The discovery of CRISPR as the bacterial immune system and its DNA-cutting ability kickstarted the gene editing revolution that began around 2012. CRISPR has two components: a guide RNA and a nuclease. The RNA brings the nuclease to matching sites around the genome, and the nuclease cuts DNA at these sites. This can disrupt genes or replace sequences.
Before the nuclease cuts into the genome, it checks for a short nearby sequence called the protospacer adjacent motif (PAM). In bacteria, this checking step stops CRISPR from cutting self DNA by accident. This PAM-checking step has been carried over into gene editing systems that use CRISPR, but it undermines their effectiveness.
“If you want to target a genetic disease, but you don't find the PAM next to the target sequence, you cannot treat that mutation,” said Ylenia Jabalera Ruz, a postdoctoral researcher at the Center for Cooperative Research in Biosciences.
Researchers have some flexibility because CRISPR enzymes — such as different versions of the Cas9 and Cas12 enzymes — have different PAM sequences, but the search for a PAM-less CRISPR system is ongoing.
Jabalera and her colleagues, writing in Nature Biotechnology, said that they have developed what they call a “PAM-flexible” enzyme — by going back in time (1). They used a technique called ancestral sequence reconstruction (ASR) that rewinds the evolutionary clock to design an enzyme that opens up more regions of the genome to editing.
The sequence of amino acids that make up proteins evolves over time. The research team sequenced dozens of existing variants of a popular gene editing protein called Cas12a found in hydrobacteria. By predicting the likely mutations that would have produced these diverse proteins, they could deduce their ancestral protein sequence.
The resulting protein, dubbed ReChb, resembles what Cas12a would have looked like inside the common ancestor of modern-day hydrobacteria three billion years ago. When the team put ReChb to work, they instantly noticed that it performed differently from current Cas12a.
This is our focus: reaching the unreachable.”
- Raúl Pérez-Jiménez, Center for Cooperative Research in Biosciences
They challenged ReChb to edit gene targets alongside a version of Cas12a engineered by Benjamin Kleinstiver and his team at Massachusetts General Hospital (2). This, said Jabalera, is the “gold standard” editing tool in the field. ReChb performed admirably against its descendent. The two enzymes’ editing efficiency was similar, but ReChb could cut at target sites with PAMs that the newer enzyme could not recognize.
The tool was equally capable of cutting different types of genomic targets: It sliced through regular double-stranded DNA with ease and matched that performance against single-stranded DNA and RNA.

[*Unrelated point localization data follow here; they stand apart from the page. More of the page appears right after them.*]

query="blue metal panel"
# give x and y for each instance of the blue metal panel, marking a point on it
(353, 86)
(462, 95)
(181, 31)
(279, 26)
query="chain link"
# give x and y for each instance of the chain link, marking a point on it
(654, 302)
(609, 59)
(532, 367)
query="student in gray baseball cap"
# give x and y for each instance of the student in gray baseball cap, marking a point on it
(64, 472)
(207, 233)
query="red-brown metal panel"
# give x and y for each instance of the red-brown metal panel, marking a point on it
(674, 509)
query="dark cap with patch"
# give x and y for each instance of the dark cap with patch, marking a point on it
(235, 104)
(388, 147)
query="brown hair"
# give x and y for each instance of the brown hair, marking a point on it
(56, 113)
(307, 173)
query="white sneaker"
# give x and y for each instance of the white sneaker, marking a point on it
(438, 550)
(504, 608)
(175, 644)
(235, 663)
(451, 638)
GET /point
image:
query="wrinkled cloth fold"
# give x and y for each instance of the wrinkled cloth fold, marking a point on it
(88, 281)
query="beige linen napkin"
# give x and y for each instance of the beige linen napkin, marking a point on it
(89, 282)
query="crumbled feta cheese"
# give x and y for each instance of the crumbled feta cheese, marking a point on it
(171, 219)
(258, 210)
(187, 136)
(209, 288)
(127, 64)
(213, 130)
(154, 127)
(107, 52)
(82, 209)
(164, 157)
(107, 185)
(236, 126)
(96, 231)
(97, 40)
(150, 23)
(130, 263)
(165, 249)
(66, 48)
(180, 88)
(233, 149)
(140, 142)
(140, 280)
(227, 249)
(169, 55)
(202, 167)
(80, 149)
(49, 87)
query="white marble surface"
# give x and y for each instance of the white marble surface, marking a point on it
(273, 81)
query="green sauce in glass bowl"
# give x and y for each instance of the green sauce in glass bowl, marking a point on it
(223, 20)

Kleinstiver, who was not involved in the current study, was impressed by the ancient protein’s performance. “The authors demonstrate the ability of ReChb to target certain sites in human cells that encode PAMs not accessible to other previously described enzyme,” he wrote in an email. While acknowledging that this initial study analyzed a modest number of gene editing sites, he added that “their data does support that ReChb could be useful to eliminate editing blindspots in the genome.”
The team plans to extend the ancestral reconstruction approach to other gene editing systems, such as base editing, which acts like a genetic “find and replace” tool for errors in the genome.
“We can catalyze the next generation of genome editors,” said Jabalera. The team wants to trial the enzyme’s ability to correct mutations in rare diseases like amyotrophic lateral sclerosis. But before using the tool in humans, researchers must safety test it. A less stringent target selection process raises the risk of ReChb making off-target edits, said Kleinstiver. Jabalera agreed that this was a risk, but she said that their analysis had not revealed any evidence of ReChb making these unintended edits.
The new enzyme could ultimately expand the suite of gene editing tools that has already revolutionized genomics. Raúl Pérez-Jiménez, Jabalera’s group leader and the paper’s senior author, said, “This is our focus: reaching the unreachable.”
References
- Jabalera, Y. et al. A resurrected ancestor of Cas12a expands target access and substrate recognition for nucleic acid editing and detection. Nat Biotechnol 1-10 (2024).
- Kleinstiver, B.P. et al. Engineered CRISPR–Cas12a variants with increased activities and improved targeting ranges for gene, epigenetic and base editing. Nat Biotechnol 37, 276-282 (2019).